A parcela das 522,6 mil empresas representa, na verdade, 39,4% do total de negócios que declararam fechamento parcial ou integral – os outros motivos não foram especificados pelo IBGE. Foram 716.372 empresas fechadas definitivamente e outras 610.252 com as atividades suspensas apenas no momento. Aproximadamente 41% do comércio fechado afirma que o principal motivo foi a pandemia, porcentagem que é de 39,4% para os serviços, 37% para o setor de construção e 35,1% para a indústria. Entre as 2,7 milhões de empresas em atividade contabilizadas pelo IBGE, 70% apontam um impacto geral negativo sobre o negócio, enquanto 16,2% declararam efeito pequeno ou inexistente. Por outro lado, 373,2 mil empresas, ou 13,6%, afirmam que a pandemia trouxe oportunidades e até um efeito positivo sobre o negócio.
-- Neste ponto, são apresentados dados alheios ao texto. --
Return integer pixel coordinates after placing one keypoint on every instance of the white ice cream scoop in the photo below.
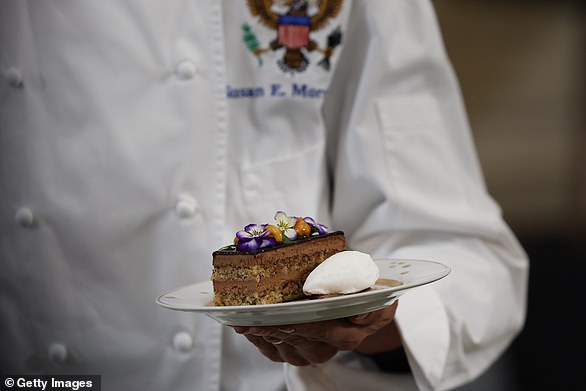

O coordenador de Pesquisas Estruturais e Especiais em Empresas do IBGE, Alessandro Pinheiro, afirma que o impacto foi maior na realização das atividades. “Os dados sinalizam que a covid-19 impactou mais fortemente segmentos que, para a realização de suas atividades, não podem prescindir do contato pessoal, têm baixa produtividade e são intensivos em trabalho, como os serviços prestados às famílias, onde se incluem atividades como as de bares e restaurantes, e hospedagem; além do setor de construção”, explicou Pinheiro. “Os dados sinalizam que a covid-19 impactou mais fortemente segmentos que, para a realização de suas atividades, não podem prescindir do contato pessoal, têm baixa produtividade e são intensivos em trabalho, como os serviços prestados às famílias, onde se incluem atividades como as de bares e restaurantes, e hospedagem; além do setor de construção”, explicou o coordenador da pesquisa.

DEMISSÕES

A maior parte das empresas, cerca de 60%, manteve o número de funcionários em relação ao início da pandemia, mas com adaptações na folha de pagamento. Flávio Magheli, outro especialista do IBGE, diz que essa tendência inverteu um temor de acentuada desocupação no primeiro momento, como era o esperado. “Não ocorreu alteração significativa no quadro de funcionários em relação ao início da pandemia, na construção, no comércio, na indústria e no atacado. Mesmo as pequenas empresas sinalizaram que mantiveram o quadro de funcionários, o que pode estar relacionado ao fato de terem colocado as pessoas em trabalho remoto ou terem obtido alguma linha de financiamento. O fato é que não houve uma queda acentuada na ocupação como num primeiro momento se esperaria”, destaca.


Mesmo assim, cerca de 34,4% das empresas em funcionamento relataram diminuição de pessoal no quadro de funcionários, uma cifra aproximada de 950 mil negócios com demissão de trabalhadores.